Lo Sapevate Che: Economia...


Non Violate quel Segreto

Una tassa dal 10 al 20 per cento sui capitali italiani che tornano. Ma niente scudo sui nomi. Così la trattativa si arena

Adesso a Roma sperano che gli americani se lo prendano il più presto possibile. L’arresto del banchiere Raoul Weil, fino a pochi anni numero tre dell’Ubs, la più grande banca elvetica, rischia di creare nuovi ostacoli sul percorso già molto accidentato della trattativa tra Italia e Svizzera sul rientro dei capitali. Weil è stato bloccato il 20 Ottobre a Bologna dove era di passaggio. Su di lui pendeva un mandato di cattura del dipartimento di giustizia di Washington che lo accusa di aver agevolato l’evasione fiscale di 20 mila clienti statunitensi di Ubs.
A prima vista sembrerebbe una controversia tra Berna e gli americani.
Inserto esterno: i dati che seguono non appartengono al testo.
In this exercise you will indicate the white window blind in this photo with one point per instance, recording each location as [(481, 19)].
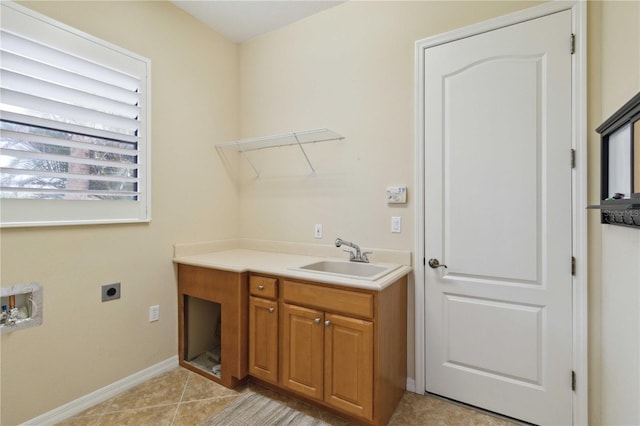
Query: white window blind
[(74, 143)]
L’arresto del banchiere finisce però per portare acqua al mulino di chi, in Svizzera, si oppone a un accordo con i Paesi europei per la restituzione dei capitali esportati illegalmente nelle banche elvetiche. Un problema in più anche per il governo italiano che da settimane cerca di riannodare la fila della trattativa con Berna. Non era mai successo che nelle maglie della giustizia restasse impigliato un pesce così grosso. Il top manager svizzero, infatti, era il responsabile della divisione wealth management di Ubs e come tale aveva l’ultima parola sulla gestione dei capitali dei grandi clienti americani. Il governo Usa ha chiesto l’estradizione, ma intanto l’arresto ha ovviamente avuto vasta eco nella Confederazione.
La lobby dei banchieri ne ha approfittato per tornare all’attacco della ministro delle Finanze Eveline Wilmer-Schlumpf. “Ci siamo arresi di fronte alle richieste della comunità internazionale”. Dicono i difensori a oltranza del segreto bancario. E l’accordo che nei mesi scorsi ha fatto scalpore è proprio quello siglato con gli Usa anche per effetto delle pressioni fortissime esercitate dal governo di Obama. L’accordo mette a disposizione del fisco Usa la lista dei contribuenti che hanno nascosto i soldi in Svizzera. Berna ha siglato intese anche con Gran Bretagna e Austria, mentre l’accordo con la Germania, il più importante per i valori in gioco (150 miliardi di capitali in nero), è stato bocciato dal Parlamento di Berlino.Per l’Italia si parla di un tesoro di almeno 120 miliardi di euro depositati illegalmente in Svizzera, ma alcune stime parlano di 180-200 miliardi. Lo schema della possibile intesa ricalca in parte quella siglata con Londra. Sui capitali regolarizzati verrebbe prelevata un’imposta con un’aliquota che potrebbe essere compresa tra il 10  e il 20 per cento sulla base del tempo che i capitali sono rimasti nascosti in Svizzera (più lungo il periodo, più elevato il prelievo). Un nodo centrale è quello della non punibilità di eventuali reati derivanti dall’emersione di capitali in nero. In sostanza il contribuente avrebbe la possibilità di sanare la sua posizione pagando le imposte fissate nell’eventuale accordo italo - svizzero. Aliquote che sarebbero ben più elevate rispetto alle penali irrisorie applicate in occasione delle tre sanatorie varate negli anni scorsi dall’allora ministro Giulio Tremonti e passate alla storia sotto il nome di scudo fiscale. Questa volta gli evasori non solo sarebbero costretti a pagare molto di più. Ma perderebbero una volta per tutte l’anonimato di cui godevano i loro conti in Svizzera. E questo è il nodo principale su cui anche in Svizzera si è acceso il dibattito politico. Widmer-Schlumpf punta a superare il segreto bancario per integrare a pieno titolo il sistema finanziario elvetico in quello globale.
Chi critica il ministro dice invece che senza il mura di riservatezza opposto dalle indagini fiscali straniere la Svizzera è destinata a perdere gran parte della sua attrattiva per gli investitori. Per la Confederazione sarebbe una catastrofe. Basta evocarla per frenare le trattative. Compresa quella con l’Italia.